Biblioteca - Publicações dos Servidores/Empregados - Reabilitação profissional: paradigmas a serem transformados
Sempre que iniciamos um novo trabalho, temos expectativas a serem cumpridas e padrões a serem transformados. Em nosso trabalho com o Reabilita não foi diferente: em cidades pequenas como a nossa enfrentamos dificuldades, descasos e preconceitos.
Temos por objetivo transformar a inércia em movimento, ou seja, fazer um trabalho buscando a excelência no servir. Para isso nosso foco visa:
- fazer uma avaliação biopsicosocial do nosso acidentado levando-os a terem segurança quanto ao seu processo de reabilitação, acolhendo suas incertezas e anseios e clareando o seu saber perante os seus direitos e deveres, mostrando-lhes que sua relativa incapacidade não pode se sobrepor a sua integridade funcional;
- amparar as empresas como meio facilitador do processo, promovendo palestras e acompanhando seus colaboradores no processo de reabilitação;
- buscar parcerias que venham aprimorar o nosso trabalho.

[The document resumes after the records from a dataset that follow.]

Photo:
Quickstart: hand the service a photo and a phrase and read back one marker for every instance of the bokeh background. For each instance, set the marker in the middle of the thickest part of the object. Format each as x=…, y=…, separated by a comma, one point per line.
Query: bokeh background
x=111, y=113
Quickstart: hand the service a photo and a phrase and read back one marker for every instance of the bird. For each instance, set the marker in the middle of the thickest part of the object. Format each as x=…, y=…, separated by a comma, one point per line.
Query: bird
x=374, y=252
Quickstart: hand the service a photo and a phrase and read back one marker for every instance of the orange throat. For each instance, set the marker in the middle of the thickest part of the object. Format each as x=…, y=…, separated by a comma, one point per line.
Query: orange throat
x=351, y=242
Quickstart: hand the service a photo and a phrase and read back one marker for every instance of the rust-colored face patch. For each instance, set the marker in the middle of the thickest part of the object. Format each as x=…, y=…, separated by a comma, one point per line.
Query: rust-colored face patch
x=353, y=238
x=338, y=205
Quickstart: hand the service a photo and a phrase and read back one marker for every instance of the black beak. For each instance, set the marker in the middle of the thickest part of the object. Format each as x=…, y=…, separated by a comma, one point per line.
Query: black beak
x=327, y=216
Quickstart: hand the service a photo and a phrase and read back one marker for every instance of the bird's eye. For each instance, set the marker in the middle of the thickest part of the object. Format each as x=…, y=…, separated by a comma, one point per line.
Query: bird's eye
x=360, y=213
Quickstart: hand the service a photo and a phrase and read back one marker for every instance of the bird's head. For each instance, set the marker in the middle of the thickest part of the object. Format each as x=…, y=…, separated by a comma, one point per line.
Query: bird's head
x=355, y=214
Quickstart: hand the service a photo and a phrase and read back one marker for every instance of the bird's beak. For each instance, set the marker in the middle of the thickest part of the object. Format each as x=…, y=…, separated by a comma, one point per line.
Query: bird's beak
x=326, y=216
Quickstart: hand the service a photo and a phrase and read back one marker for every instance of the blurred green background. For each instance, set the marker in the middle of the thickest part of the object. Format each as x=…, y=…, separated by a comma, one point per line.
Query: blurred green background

Observamos que diminuiu o tempo de permanência dos segurados em percepção de benefício e que aumentou o número de benefícios de auxílio doença previdenciário transformados em auxílio doença acidentário ( 6 casos nesse período ).
De 49 casos de acidente do trabalho que passaram pelo Reabilita (de 11/04 a 07/07) tivemos apenas 16 reabilitados, 05 aposentados e 02 em processo de protetização. A maioria foi desligada do programa e muitos acham-se ainda em percepção de benefício. Este fato deve-se a vários fatores:
pouca escolaridade dos segurados, empresas de pequeno porte, casos que aguardam cirurgia, resistência ao programa por parte do segurado e/ou da empresa;
de empresas que recusam-se a cumprir o programa, esquivando-se da responsabilidade para com o seu colaborador;
do próprio segurado que muitas vezes acaba se achando deficiente, inferior.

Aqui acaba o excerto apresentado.